Weber lives in the ring. She absorbs the side-eyed glares, the dismissive tones, the cruel words.
“I thought many times, how has she done this year after year after year?” says Kelly Catarozoli, one of Weber’s closest allies in the granary saga and a member of the Sturgeon Bay Common Council from 2015 to 2019. “When she’s very passionate about something, she does not give up. Most of us can maintain that for about a week. She does it for years.”
When Catarozoli moved to Sturgeon Bay in 2013, she started going to meetings of the city’s Common Council. That was when she met Weber, a “Mighty Mouse” who seemed to know so much.
“Sometimes you’re like, ‘OK, get your tin hat off,’ but then, she’s right again,” Catarozoli says.
Catarozoli was invigorated, eventually running for Common Council, and — with Hauser, Barbara Allmann and Kelly Avenson — became part of the city’s first majority-women Common Council. Weber’s friends say the verbal sparring and rumors get to her at times, but she accepts the blowback.
“If you say anything on a little island, you’re going to have people judging it. It’s as simple as that,” Weber says.
But she doesn’t hold a grudge. At the moment when a dispute burns hottest, she’s been known to call up her staunchest opponent to talk or get coffee. Though he wrote many critical articles about her, Knaapen says Weber always answered his calls and posed for a photo when he needed one.
“Not everyone is going to agree with you, but you don’t have to become enemies over it,” Weber says.
It seems as though Weber is drawn to the fight, but Catarozoli sees it through a different lens.
“I am actually perplexed about why these battles are difficult,” she says. “Saving a cool bridge?
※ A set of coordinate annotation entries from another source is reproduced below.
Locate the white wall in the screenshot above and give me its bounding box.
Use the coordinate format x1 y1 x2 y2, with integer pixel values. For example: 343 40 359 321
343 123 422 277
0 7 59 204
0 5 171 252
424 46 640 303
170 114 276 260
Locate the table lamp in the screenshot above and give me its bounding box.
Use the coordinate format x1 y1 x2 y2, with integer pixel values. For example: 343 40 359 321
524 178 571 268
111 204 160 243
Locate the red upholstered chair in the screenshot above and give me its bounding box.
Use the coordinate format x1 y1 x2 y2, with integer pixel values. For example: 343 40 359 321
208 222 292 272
Saving Potawatomi Tower? Saving the granary when you have this money? It’s not, why does she pick hard battles, but why are these battles so hard? She’s saving icons.”
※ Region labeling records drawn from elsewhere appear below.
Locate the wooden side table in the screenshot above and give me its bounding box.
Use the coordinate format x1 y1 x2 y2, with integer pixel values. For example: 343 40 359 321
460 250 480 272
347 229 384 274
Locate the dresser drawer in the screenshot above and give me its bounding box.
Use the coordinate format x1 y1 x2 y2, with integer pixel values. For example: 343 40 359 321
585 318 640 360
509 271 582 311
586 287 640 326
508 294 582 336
Not everyone sees it that way, of course. At the end of an afternoon walking around Sturgeon Bay and looking at the buildings she’s saved, we end at one of her most recent projects: Ferdinand Hotz’s tea house, which used to sit at the spot now occupied by the restrooms at the Fish Creek beach.
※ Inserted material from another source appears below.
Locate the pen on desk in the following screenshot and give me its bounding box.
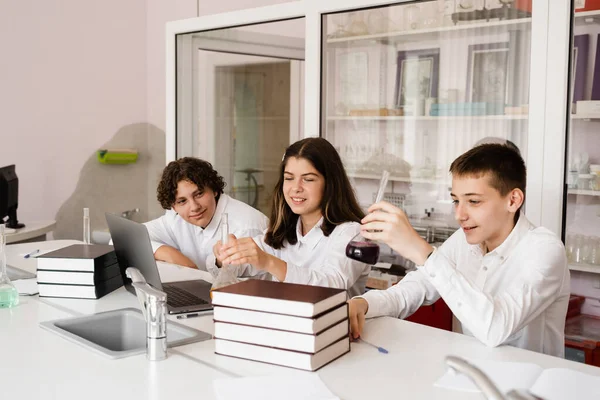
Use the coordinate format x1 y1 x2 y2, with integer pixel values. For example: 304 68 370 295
23 249 40 258
177 313 200 319
358 337 389 354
Weber moved it to the corner of 15th and Texas streets in Sturgeon Bay, and the main repair work is now nearing completion. Inside, helping her paint it, is her ex-husband, David, who leans back in a chair when Weber says, “Why don’t you ask my ex what he thinks of all this?”
David breathes deeply.
“Well, the bridge was hard,” he says. “I wasn’t sure at first, but now it’s a symbol of the city. She was right on that one.”
“Now the grain silo, I’m not too sure about that one. That’s pretty ugly.”
Add him to the long list of people Weber will have to prove wrong.
Preserving the Past One Building At A Time
Christie Weber’s preservation efforts haven’t been confined to high-profile structures. She has preserved at least a half dozen other structures, including several historical Sturgeon Bay buildings. A sampling:
1 – 221 Louisiana St., Sturgeon Bay
Weber restored the crumbling building that was once a gas station on 3rd Avenue before it was moved to Louisiana Street and became a tailor’s shop.
2 – 30 N. 1st Ave., Sturgeon Bay
Weber was one of the original investors, along with brother pat mAcdonald, in the Holiday Music Motel, restoring it into a vintage hotel that has become the subject of scores of articles in publications throughout the country. She left the Motel in 2010.
3 – 306 S. 3rd Ave., Sturgeon Bay
Most recently the home of Lola’s Cafe, the building was the workshop of the city’s first cabinetmaker. Weber moved two other buildings to the site and restored them to create nine rental units.
4 – 717 15th St., Sturgeon Bay
The Ferdinand Hotz tea house was set for demolition to make way for new restrooms at the Fish Creek beach. Weber bought it and moved the cabin, built circa 1910, to a lot on 15th Street in Sturgeon Bay, where she’s restoring it for use as a home.